| |

The perpetrators of the massacre reportedly crushed vehicles
with people still inside them using large earth moving equipment.
This media vehicle and the bodies inside were exhumed by police
investigators. “This massacre must have been well-planned.
Heavy equipment like this did not just happen to be in this
site by coincidence,” writes Daniel Pantoja, Mennonite
Church Canada Witness worker in Mindanao, Philippines.
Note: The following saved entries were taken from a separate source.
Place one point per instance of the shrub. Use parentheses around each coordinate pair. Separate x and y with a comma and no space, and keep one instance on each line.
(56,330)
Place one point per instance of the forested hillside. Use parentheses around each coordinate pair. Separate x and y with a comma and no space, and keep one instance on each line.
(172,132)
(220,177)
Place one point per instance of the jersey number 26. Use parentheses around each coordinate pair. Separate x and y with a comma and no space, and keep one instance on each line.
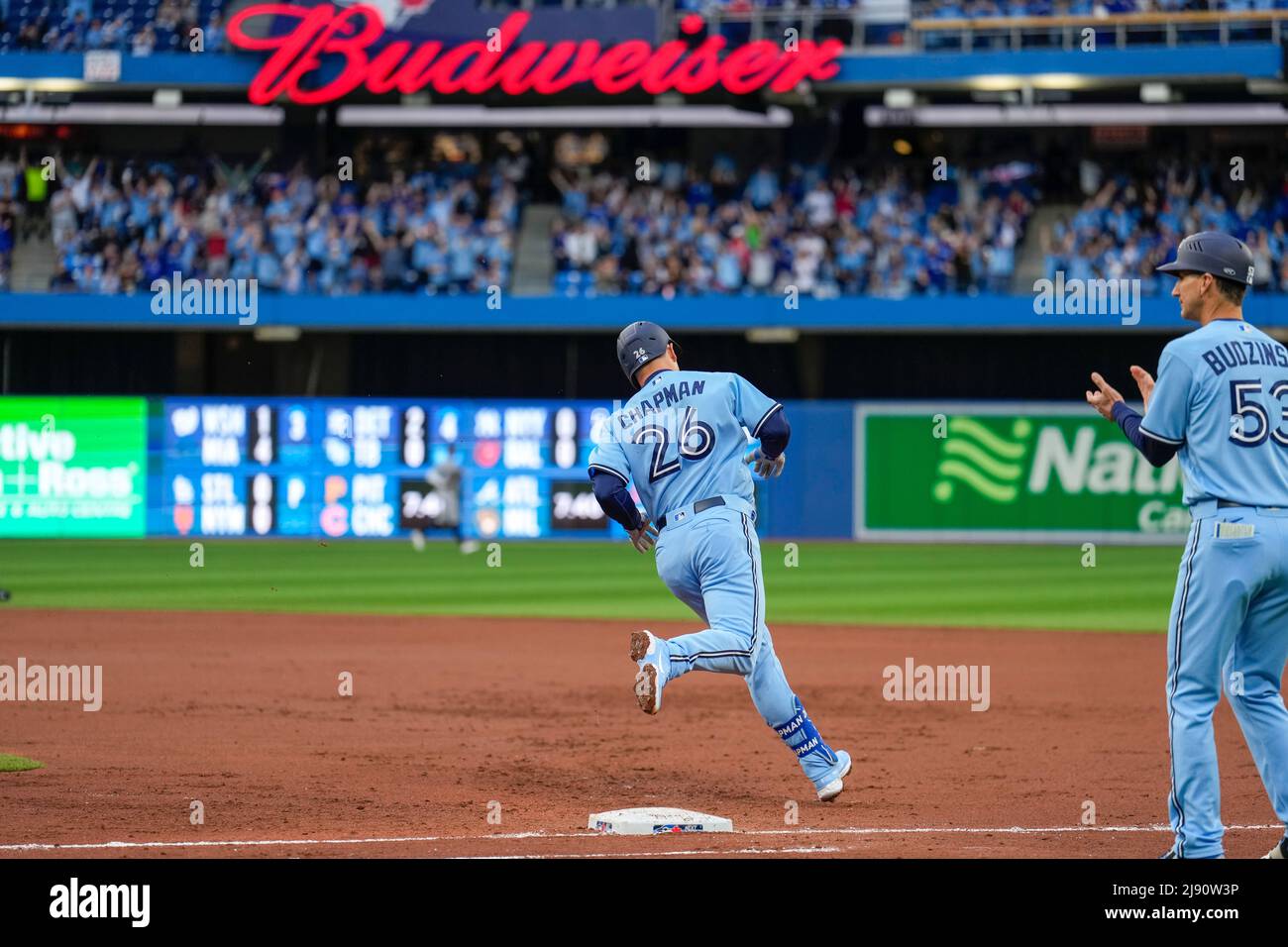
(697,441)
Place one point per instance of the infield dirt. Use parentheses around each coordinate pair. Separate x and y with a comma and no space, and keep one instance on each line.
(498,736)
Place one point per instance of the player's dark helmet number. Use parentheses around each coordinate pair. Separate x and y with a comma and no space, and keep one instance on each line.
(697,440)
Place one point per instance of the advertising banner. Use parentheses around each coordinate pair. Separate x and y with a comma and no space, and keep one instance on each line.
(72,467)
(996,472)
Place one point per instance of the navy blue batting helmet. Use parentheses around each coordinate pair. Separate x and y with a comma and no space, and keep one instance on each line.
(639,344)
(1211,252)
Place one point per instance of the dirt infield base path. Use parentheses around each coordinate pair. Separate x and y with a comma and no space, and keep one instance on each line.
(456,723)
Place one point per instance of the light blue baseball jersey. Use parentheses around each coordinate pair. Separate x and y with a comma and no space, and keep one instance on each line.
(682,440)
(1223,394)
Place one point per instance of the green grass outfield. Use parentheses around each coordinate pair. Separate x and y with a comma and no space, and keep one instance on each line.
(835,582)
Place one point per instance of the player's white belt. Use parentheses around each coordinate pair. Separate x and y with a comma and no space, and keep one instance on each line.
(1207,508)
(682,514)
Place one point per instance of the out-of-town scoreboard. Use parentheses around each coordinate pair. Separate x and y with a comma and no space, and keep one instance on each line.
(364,468)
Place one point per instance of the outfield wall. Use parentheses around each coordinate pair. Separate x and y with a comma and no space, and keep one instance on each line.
(333,468)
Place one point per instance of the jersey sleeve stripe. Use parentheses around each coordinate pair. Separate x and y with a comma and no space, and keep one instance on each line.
(608,470)
(761,421)
(1159,437)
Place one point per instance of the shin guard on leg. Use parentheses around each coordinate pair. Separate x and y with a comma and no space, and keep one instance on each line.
(802,736)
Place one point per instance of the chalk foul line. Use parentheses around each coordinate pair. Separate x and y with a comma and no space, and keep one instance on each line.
(514,836)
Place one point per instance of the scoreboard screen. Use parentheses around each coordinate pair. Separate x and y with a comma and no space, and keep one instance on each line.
(333,468)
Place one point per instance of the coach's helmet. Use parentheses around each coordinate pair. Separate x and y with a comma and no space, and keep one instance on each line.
(639,344)
(1211,252)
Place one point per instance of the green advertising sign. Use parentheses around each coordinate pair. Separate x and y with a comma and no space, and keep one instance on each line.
(1008,474)
(72,467)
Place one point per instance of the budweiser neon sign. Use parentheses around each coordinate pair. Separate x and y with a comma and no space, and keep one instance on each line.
(503,62)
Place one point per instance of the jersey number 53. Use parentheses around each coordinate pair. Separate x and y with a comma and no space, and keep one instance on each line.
(1244,407)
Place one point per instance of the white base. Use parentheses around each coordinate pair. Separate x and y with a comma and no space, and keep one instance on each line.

View or download full sized image.
|
| |
|
November 27, 2009
-Deborah
Froese
WINNIPEG, Manitoba — Daniel Pantoja, Mennonite Church Canada Witness
worker to the Philippines and a leader of Peacebuilders Community in
Mindanao, reports that on Monday, Nov. 23 2009, at least 57 people were
killed in Maguindanao Province while either attempting to register a
candidate for an upcoming 2010 election, or covering the event for media
purposes.
According to the Paris-based agency Reporters Without Borders
(Reporters Sans Frontières) 29 journalists were counted among
the dead as of Nov. 26 – the heaviest loss ever of media personnel
in a single incident.
Jun Jun Legarta, a field reporter for Mindanao
Bulletin, and Juvy Unto, a field reporter based in Tacurong, Sultan Kudarat,
both cousins of Peacebuilders staff member, Jester Valdez, were killed
in the incident.
Pantoja criticized local reporting on the tragedy, which
connected it visually with unrelated photos of tanks, further exacerbating
tension in the area.
Pantoja and Peacebuilders Community coworkers have
been engaged in peace education, advocacy and conflict transformation
in the Mindanao region since 2006. In a message to supporters, he wrote; “We
have seen over the years how easy it is for a localized incident to spark
wider violence and how negative perceptions of conflict often reduce
the capacity to address these flare-ups in creative non-violent ways… This
[connection to the military] only cements that image of violence in the
national consciousness and the idea that military action is the appropriate
or only response.”
Through Peacebuilders, Pantoja called upon the
offending media to “balance their reporting with the pictures and
stories of the many peace workers, journalists and advocates struggling
to birth a better reality in Mindanao.”
Among other things, he
cited concern over increased military and police presence in an already
highly militarized and volatile area, the risk for spill over of communal
violence into surrounding communities and further displacement of civilians.
To counter these concerns, Peacebuilders Community proposed a 30 day
cooling-off period to permit impartial investigation into the incident,
examination of the broader scope of national justice practices, the development
of a Reconciling and Truth-telling Commission, and coordination between
national agencies for violence prevention.
Pantoja invited prayer “that
out of this tragedy, God will create an opportunity to transform the
collective national consciousness from its acceptance of violence to
the pursuit of non-violent peace building.”